二人這時感覺後怕,眼神看向李牧處,這是要求救嗎。
藏鋒首當其衝,勢大力沉的一刀劈下,咣一聲。鋼刀鋒刃差點崩壞了,面色頓時不堪。刑典一看這個陣勢,估計自己上去也沒有用。
李牧微微一笑,快速刻畫了一條隧道直通牢獄。巨闕和屠青衣二人立即從通道鑽出,也不去想什麼面子之類的。
二人一出來,李牧就掐斷通道兩頭,將蟲子和丹丸都堵在裡面。他看了看對方,心中沒有仁慈心,將通道對準他們打開一頭。
蟲子還有丹丸朝對方攻擊過去,六情不認。
這時山體爆開,爆出無數金色光華。
李牧大手一圈,圈出一道不可逾越的護城河出來。
一干人等靜靜等着收取寶物,沒人爭搶。
屠青衣看到一物好似寶劍,飛身上去一把攥住。果真是寶劍,但是寶劍剛正不阿反覆掙扎。他拼死降服,還是未果。寶劍嗖一下飛出河道,落入一個年輕人手中。
藏鋒倒是抓到一件寶物,是一把梳子,古樸印花極爲不俗。他輸入法力做了一個梳頭的姿勢。一股陰風慢慢團聚,夾雜不少鬼怪之物。他信念找尋目標,陰風化爲暴風襲擊過去。一塊巨石被陰風吹過,完好無損。但是有眼力的人就會發現,巨石內部的靈氣精華已然覆滅不存。
寶物很多,能到手的沒有幾件。
李牧抓攝了一物過來,是一件玉釵,試了試威力,一件不錯的防禦法寶。輕輕別在曹草發間,別樣生動。
飛到空中向四方看去,處處寶物飛射,山體連環爆炸。
幾人也不歇息,奪寶要緊。
在一處山澗發現了重寶,惡戰一番,最終讓藏鋒得了好處。竟然搶奪了一副鎧甲,青武凱。藏鋒換裝以後,一身青色鎧甲,黑色披風,手持寶刀卷銀。
巨闕一看也站了過去,二人披掛在身,神武非凡。
心中都有莫大動力,紛紛開始四處搶寶。
接下來他們轉了不少的地方,收穫也是很豐盛的。最爲奇怪的是,曹貪這廝竟然還是大氣運者,竟然搞了一身藍色道袍,看起來仙風道骨猥瑣的行。
爲了給曹草弄一個漂亮外套,可是愁壞了衆人。女修的戰衣倒是碰到不少,但是沒有一件是滿意的。
最後還是李牧熔鍊了三件奪來的靈寶戰衣重新煉製,弄出來一件白色的仙衣戰裙,名雪愁。曹草本身氣質出衆容貌無雙,這一身戰衣加身,那是風姿灼灼無人能比。

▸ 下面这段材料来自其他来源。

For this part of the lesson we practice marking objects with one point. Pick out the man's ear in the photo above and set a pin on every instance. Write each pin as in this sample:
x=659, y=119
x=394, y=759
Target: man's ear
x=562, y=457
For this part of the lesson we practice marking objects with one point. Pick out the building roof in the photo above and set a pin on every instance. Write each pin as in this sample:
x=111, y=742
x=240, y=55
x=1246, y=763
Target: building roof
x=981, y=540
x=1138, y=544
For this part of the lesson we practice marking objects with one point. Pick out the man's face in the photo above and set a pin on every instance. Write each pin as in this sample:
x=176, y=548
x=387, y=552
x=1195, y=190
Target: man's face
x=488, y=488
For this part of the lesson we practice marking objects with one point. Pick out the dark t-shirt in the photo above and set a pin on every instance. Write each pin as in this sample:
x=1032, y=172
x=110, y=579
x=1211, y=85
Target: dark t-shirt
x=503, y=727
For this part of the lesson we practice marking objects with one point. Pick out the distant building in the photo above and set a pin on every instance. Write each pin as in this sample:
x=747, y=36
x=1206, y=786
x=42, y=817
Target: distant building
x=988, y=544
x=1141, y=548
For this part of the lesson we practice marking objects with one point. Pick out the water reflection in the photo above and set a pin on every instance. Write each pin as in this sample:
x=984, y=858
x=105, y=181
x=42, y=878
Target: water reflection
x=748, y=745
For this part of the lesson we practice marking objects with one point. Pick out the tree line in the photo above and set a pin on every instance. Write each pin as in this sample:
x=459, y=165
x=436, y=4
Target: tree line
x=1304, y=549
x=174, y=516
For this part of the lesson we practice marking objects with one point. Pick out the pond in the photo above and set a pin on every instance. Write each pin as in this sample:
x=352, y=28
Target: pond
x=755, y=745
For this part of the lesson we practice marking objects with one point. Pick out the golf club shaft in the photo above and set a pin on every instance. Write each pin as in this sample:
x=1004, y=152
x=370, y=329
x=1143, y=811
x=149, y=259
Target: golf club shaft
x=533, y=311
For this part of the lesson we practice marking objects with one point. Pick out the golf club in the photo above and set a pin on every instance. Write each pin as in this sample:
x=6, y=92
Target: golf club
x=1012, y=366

刑典一身黑色蠻獸王甲,配上他高大強壯的身體,好似一尊滅天黑神一般。屠青衣是一身明黃色的天王凱,也是英氣逼人。但是他不是很滿意,傳說有一件叫做劍祖袍的披掛,那纔是劍修的無上裝備。還有曹貪這廝的藍色演術祖袍,更是張狂的不行。
和李牧一起的曹草是白色的雪愁,清麗脫俗似天仙。就是李牧,還是穿着自己的麻袋一般的戰衣,一點也不威風。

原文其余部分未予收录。